The following is a quotation of 35 U.S.C. 103 which forms the basis for all obviousness rejections set forth in this Office action:
A patent for a claimed invention may not be obtained, notwithstanding that the claimed invention is not identically disclosed as set forth in section 102, if the differences between the claimed invention and the prior art are such that the claimed invention as a whole would have been obvious before the effective filing date of the claimed invention to a person having ordinary skill in the art to which the claimed invention pertains. Patentability shall not be negated by the manner in which the invention was made.

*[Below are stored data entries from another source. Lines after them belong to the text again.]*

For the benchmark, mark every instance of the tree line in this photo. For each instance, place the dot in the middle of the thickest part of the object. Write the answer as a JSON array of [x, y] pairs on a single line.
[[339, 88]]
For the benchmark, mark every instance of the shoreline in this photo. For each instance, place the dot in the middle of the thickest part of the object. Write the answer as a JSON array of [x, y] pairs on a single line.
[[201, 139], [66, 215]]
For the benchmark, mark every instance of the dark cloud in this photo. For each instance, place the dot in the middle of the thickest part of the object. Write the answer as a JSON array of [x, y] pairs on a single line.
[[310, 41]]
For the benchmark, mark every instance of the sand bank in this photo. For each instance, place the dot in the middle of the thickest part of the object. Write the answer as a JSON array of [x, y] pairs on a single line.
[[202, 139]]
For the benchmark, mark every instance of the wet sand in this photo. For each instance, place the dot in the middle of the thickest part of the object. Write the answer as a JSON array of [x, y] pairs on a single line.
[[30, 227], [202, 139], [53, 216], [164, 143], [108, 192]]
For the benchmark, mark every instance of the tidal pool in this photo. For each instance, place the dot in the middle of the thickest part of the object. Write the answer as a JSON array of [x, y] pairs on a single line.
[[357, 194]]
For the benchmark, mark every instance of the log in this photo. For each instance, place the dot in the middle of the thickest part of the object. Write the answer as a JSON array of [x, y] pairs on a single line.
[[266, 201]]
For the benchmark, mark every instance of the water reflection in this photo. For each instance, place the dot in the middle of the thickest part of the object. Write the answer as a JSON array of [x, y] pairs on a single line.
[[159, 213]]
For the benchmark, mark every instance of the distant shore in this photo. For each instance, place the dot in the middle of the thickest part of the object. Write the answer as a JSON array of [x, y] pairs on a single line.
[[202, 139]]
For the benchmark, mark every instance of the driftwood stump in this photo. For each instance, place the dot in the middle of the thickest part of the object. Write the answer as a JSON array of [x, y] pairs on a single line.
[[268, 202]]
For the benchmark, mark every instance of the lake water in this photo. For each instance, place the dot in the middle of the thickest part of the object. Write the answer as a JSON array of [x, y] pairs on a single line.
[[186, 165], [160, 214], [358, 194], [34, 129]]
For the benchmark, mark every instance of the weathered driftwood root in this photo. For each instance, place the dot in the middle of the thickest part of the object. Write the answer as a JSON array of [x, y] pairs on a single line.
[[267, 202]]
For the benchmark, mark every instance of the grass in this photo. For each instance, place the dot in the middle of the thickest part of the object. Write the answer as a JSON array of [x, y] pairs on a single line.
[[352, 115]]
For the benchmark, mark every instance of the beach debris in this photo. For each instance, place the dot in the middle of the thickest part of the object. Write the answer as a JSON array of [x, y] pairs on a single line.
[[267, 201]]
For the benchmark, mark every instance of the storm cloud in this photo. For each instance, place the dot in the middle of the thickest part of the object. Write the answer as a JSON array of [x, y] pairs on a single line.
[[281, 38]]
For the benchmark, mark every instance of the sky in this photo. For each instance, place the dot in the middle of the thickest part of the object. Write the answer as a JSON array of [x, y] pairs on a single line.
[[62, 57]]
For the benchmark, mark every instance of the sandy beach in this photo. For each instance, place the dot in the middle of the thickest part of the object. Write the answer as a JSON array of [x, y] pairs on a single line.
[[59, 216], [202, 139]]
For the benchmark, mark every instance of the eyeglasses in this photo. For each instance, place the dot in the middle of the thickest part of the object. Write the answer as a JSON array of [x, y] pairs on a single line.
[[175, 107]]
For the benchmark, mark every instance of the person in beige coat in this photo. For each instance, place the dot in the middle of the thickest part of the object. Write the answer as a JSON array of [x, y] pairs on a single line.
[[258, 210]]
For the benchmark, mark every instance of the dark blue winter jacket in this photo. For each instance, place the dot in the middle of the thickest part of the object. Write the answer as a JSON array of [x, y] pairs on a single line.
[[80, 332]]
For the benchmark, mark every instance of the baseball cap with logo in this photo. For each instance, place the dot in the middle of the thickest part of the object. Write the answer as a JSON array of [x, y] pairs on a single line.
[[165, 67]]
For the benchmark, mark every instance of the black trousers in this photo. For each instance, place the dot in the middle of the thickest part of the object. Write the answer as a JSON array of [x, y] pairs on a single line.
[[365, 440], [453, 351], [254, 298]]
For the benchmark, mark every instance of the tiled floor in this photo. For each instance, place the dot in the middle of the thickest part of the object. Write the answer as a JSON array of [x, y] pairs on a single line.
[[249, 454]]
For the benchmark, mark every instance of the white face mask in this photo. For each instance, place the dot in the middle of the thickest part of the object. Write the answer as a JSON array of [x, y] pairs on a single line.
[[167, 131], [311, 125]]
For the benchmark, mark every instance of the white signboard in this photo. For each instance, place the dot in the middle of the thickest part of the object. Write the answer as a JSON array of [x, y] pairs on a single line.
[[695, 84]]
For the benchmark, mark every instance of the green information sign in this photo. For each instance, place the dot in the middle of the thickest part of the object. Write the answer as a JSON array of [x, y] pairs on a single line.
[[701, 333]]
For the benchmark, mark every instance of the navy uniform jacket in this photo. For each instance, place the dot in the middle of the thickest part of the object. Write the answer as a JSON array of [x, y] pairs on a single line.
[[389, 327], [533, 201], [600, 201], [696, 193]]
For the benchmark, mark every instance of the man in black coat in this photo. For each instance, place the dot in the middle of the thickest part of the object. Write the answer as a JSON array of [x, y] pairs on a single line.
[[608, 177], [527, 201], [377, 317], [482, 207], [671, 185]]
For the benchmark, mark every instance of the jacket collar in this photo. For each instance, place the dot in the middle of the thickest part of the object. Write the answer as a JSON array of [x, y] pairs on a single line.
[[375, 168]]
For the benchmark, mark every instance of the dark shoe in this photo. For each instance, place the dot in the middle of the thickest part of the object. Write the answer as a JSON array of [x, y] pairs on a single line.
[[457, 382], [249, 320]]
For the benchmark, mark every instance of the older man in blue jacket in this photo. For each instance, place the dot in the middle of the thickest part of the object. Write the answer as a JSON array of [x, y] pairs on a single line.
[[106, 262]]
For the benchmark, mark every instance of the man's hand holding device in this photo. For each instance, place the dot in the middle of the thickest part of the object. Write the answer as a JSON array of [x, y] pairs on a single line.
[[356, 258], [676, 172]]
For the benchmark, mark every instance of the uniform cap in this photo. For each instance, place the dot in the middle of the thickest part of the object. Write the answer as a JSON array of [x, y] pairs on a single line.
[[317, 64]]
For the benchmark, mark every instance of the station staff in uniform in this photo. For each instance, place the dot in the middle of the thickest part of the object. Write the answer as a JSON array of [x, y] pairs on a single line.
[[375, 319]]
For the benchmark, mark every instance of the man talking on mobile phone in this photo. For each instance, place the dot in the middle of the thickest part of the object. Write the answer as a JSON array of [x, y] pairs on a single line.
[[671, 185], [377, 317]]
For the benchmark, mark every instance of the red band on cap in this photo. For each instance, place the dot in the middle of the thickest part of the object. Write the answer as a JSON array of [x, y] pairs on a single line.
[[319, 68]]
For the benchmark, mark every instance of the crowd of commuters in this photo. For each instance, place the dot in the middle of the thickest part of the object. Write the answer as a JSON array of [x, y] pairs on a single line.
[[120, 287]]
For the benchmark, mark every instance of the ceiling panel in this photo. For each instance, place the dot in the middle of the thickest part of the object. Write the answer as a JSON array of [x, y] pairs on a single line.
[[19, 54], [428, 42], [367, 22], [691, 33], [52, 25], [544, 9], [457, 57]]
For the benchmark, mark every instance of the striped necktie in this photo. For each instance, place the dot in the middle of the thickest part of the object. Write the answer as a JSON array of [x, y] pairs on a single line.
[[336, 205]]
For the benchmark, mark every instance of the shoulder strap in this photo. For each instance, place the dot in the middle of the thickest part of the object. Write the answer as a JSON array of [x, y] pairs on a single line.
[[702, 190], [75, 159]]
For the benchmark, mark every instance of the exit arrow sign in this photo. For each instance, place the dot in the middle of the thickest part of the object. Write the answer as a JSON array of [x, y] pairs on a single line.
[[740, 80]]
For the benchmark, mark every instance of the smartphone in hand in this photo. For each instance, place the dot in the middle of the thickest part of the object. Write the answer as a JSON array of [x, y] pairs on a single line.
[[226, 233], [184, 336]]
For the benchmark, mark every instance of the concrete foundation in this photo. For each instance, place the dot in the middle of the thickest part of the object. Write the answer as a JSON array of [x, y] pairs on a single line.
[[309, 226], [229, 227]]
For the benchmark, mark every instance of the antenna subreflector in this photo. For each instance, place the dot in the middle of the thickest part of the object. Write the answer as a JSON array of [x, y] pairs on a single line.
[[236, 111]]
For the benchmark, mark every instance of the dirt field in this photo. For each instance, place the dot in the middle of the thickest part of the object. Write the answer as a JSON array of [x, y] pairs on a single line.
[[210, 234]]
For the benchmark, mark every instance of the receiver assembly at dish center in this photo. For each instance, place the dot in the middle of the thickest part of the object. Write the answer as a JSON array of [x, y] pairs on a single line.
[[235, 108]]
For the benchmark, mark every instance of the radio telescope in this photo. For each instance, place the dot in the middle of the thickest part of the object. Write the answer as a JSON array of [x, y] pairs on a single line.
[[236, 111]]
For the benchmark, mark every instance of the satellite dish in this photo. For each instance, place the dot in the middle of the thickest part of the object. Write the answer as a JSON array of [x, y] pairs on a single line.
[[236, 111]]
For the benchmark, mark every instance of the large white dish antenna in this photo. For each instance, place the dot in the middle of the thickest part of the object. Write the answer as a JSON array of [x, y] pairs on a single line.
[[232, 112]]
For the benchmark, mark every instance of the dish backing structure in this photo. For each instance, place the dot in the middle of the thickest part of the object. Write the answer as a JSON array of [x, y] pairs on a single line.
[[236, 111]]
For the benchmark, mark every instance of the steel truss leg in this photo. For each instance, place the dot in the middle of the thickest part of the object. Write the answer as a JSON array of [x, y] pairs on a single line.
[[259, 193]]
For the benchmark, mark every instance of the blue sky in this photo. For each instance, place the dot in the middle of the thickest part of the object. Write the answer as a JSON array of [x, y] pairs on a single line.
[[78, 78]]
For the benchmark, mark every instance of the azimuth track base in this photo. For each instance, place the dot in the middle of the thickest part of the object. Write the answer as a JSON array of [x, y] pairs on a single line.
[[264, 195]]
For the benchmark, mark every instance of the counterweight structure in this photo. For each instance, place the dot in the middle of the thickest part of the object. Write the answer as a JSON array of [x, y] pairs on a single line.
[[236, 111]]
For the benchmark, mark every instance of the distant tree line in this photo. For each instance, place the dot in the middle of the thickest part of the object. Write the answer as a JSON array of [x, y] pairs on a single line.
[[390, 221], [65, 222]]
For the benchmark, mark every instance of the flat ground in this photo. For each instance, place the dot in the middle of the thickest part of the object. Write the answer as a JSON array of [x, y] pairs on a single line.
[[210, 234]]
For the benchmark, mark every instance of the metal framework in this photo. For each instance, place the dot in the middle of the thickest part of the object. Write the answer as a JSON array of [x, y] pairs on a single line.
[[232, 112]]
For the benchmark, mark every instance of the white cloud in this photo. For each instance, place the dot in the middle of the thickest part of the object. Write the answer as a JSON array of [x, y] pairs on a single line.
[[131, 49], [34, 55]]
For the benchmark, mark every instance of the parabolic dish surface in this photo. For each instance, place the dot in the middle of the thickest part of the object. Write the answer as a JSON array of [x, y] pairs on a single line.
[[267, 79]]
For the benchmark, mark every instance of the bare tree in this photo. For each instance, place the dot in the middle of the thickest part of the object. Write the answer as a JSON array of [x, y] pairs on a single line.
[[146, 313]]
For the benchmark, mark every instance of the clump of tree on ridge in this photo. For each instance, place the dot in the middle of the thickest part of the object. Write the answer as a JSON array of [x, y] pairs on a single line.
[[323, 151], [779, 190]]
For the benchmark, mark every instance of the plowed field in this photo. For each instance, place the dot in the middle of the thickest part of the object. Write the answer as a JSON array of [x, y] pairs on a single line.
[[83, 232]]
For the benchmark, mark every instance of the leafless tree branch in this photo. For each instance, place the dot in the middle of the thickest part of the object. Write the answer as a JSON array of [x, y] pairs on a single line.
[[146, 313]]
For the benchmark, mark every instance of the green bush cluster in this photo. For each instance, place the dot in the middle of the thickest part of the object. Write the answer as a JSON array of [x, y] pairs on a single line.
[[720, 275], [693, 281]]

The factual inquiries for establishing a background for determining obviousness under 35 U.S.C. 103 are summarized as follows:
1. Determining the scope and contents of the prior art.
2. Ascertaining the differences between the prior art and the claims at issue.
3. Resolving the level of ordinary skill in the pertinent art.
4. Considering objective evidence present in the application indicating obviousness or nonobviousness.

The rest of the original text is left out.